A guidare il cambiamento è anche l’Osservatorio Uiv-Vinitaly, che quest’anno ha puntato i riflettori sui giovani consumatori under 44 in Italia e negli Stati Uniti, evidenziando come le nuove generazioni cerchino autenticità, trasparenza e responsabilità ambientale nei prodotti che scelgono. Un monito per i produttori Made in Italy, che continuano a investire in certificazioni, packaging sostenibile e storytelling.
Vinitaly 2025 è il ritratto di un settore che, messo alla prova da sfide strutturali, non smette di innovare, raccontarsi e crescere. Tra bollicine con prezzi da capogiro, rossi corposi e tra un sorso di Nero d’Avola e un calice di Lambrusco, si fa strada una consapevolezza nuova: la qualità non basta più. Serve visione, serve sistema, servono strumenti adeguati per sostenere le imprese e difendere la posizione di chi esporta il Made in Italy nel mondo.
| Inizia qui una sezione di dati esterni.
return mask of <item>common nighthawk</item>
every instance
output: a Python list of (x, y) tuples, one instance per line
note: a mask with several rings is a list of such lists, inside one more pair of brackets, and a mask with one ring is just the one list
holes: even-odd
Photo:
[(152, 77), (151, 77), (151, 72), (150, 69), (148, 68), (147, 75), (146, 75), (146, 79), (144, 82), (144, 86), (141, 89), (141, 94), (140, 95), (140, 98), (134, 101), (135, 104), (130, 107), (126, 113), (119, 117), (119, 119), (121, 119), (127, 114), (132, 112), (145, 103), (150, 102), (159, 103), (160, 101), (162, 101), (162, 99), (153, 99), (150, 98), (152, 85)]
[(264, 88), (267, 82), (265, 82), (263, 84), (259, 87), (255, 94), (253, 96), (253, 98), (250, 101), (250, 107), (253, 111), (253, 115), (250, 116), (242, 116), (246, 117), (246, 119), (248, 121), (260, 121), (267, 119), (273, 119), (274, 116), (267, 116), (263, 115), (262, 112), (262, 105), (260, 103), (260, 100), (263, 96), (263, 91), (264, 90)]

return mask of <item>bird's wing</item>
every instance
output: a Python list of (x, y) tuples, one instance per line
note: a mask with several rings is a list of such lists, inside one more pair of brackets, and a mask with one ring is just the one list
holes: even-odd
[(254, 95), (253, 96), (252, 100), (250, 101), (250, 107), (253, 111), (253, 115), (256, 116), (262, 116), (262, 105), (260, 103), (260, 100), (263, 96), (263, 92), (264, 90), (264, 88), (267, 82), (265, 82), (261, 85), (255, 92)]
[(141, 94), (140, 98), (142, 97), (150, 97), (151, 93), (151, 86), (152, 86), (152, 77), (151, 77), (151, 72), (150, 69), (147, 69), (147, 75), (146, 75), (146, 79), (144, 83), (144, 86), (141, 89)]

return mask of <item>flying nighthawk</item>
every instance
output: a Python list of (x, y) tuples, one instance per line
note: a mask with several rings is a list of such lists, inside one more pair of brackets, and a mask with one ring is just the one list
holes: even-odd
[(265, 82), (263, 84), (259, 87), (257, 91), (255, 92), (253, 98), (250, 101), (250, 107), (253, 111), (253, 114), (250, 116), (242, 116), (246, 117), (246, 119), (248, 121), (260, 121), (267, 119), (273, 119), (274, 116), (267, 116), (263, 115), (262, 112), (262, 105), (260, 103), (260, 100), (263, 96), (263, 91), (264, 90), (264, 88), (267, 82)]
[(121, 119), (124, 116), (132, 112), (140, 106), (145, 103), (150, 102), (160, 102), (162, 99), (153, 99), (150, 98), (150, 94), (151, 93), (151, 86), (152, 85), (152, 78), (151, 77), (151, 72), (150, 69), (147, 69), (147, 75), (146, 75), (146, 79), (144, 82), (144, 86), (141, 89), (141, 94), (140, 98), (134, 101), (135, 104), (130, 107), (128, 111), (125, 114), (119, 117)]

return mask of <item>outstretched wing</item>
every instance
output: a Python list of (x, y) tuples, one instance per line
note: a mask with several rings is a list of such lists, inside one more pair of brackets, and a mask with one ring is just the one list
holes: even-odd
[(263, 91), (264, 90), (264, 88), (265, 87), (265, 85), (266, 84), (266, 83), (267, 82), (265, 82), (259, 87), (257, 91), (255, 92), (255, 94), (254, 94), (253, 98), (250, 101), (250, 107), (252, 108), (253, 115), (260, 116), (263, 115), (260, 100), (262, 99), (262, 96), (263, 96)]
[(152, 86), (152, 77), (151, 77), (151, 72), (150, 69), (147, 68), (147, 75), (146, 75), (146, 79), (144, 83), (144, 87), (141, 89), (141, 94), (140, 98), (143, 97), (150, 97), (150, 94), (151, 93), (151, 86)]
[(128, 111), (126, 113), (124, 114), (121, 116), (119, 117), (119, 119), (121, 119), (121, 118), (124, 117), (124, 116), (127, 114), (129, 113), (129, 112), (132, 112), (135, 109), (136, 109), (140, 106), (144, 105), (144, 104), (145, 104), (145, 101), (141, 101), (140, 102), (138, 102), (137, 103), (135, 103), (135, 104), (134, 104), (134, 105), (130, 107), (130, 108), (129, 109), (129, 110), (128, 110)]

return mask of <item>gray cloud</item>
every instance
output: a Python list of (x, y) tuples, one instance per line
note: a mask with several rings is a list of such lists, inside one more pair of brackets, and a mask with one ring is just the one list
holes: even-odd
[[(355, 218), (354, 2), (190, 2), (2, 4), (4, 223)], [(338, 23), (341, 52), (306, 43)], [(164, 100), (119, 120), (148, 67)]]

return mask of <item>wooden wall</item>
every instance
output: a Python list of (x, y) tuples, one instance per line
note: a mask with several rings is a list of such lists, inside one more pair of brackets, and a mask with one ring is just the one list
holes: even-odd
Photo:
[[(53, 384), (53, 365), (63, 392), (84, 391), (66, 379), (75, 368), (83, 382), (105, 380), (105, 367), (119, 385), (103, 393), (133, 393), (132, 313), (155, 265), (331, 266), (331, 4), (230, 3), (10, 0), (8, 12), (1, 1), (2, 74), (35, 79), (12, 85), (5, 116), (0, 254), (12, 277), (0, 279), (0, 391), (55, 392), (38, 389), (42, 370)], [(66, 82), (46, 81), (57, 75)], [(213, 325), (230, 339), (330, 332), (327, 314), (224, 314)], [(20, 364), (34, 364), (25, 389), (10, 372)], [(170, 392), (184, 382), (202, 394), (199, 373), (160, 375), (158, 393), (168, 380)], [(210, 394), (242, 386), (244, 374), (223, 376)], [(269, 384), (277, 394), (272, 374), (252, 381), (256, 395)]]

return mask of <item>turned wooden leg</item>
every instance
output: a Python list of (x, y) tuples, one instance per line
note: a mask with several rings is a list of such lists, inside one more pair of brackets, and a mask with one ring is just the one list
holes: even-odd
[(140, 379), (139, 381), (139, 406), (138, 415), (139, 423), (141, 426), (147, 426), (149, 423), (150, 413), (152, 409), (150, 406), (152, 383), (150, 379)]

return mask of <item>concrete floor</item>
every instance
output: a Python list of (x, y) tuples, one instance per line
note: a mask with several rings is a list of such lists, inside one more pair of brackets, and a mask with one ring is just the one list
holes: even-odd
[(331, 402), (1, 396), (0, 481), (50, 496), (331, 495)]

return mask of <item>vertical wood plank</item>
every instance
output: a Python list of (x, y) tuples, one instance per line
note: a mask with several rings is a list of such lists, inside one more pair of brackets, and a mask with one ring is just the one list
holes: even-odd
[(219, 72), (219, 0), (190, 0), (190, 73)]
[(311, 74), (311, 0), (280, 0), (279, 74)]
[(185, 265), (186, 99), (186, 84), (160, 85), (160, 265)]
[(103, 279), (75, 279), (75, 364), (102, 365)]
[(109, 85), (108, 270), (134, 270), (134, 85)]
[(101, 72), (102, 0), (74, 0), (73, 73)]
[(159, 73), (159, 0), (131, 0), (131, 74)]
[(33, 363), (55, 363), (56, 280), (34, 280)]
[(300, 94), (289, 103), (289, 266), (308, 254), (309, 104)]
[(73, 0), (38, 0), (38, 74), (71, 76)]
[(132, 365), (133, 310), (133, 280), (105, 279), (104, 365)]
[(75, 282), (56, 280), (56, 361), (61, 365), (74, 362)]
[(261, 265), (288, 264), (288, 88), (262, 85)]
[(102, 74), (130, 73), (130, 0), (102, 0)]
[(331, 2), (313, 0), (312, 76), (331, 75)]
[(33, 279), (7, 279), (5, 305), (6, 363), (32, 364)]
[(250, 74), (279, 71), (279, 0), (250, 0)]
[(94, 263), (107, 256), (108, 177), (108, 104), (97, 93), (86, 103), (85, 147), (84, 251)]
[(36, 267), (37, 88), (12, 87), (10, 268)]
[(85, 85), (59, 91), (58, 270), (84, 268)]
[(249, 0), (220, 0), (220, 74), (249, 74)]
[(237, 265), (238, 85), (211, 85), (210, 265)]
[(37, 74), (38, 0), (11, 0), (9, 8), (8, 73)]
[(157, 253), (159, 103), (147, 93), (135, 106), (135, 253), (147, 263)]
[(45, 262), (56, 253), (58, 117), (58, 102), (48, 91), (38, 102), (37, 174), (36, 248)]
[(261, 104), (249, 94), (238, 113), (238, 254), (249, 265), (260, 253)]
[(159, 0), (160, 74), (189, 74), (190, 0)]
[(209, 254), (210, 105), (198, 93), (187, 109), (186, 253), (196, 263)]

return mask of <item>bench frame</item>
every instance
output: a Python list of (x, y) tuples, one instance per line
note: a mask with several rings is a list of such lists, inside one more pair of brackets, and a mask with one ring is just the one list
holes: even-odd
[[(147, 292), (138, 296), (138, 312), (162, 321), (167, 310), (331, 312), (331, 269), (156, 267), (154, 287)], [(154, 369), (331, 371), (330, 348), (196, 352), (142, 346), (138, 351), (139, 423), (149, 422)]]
Una avvertenza che il Governo italiano non potrà trascurare.
E la Sicilia, con la sua nomina a Regione Europea della Gastronomia, si propone come metafora perfetta di questo cambiamento in atto: una terra che sceglie di guardare al futuro pur radicata nelle sue tradizioni. Perseguendo il binomio tradizione – innovazione.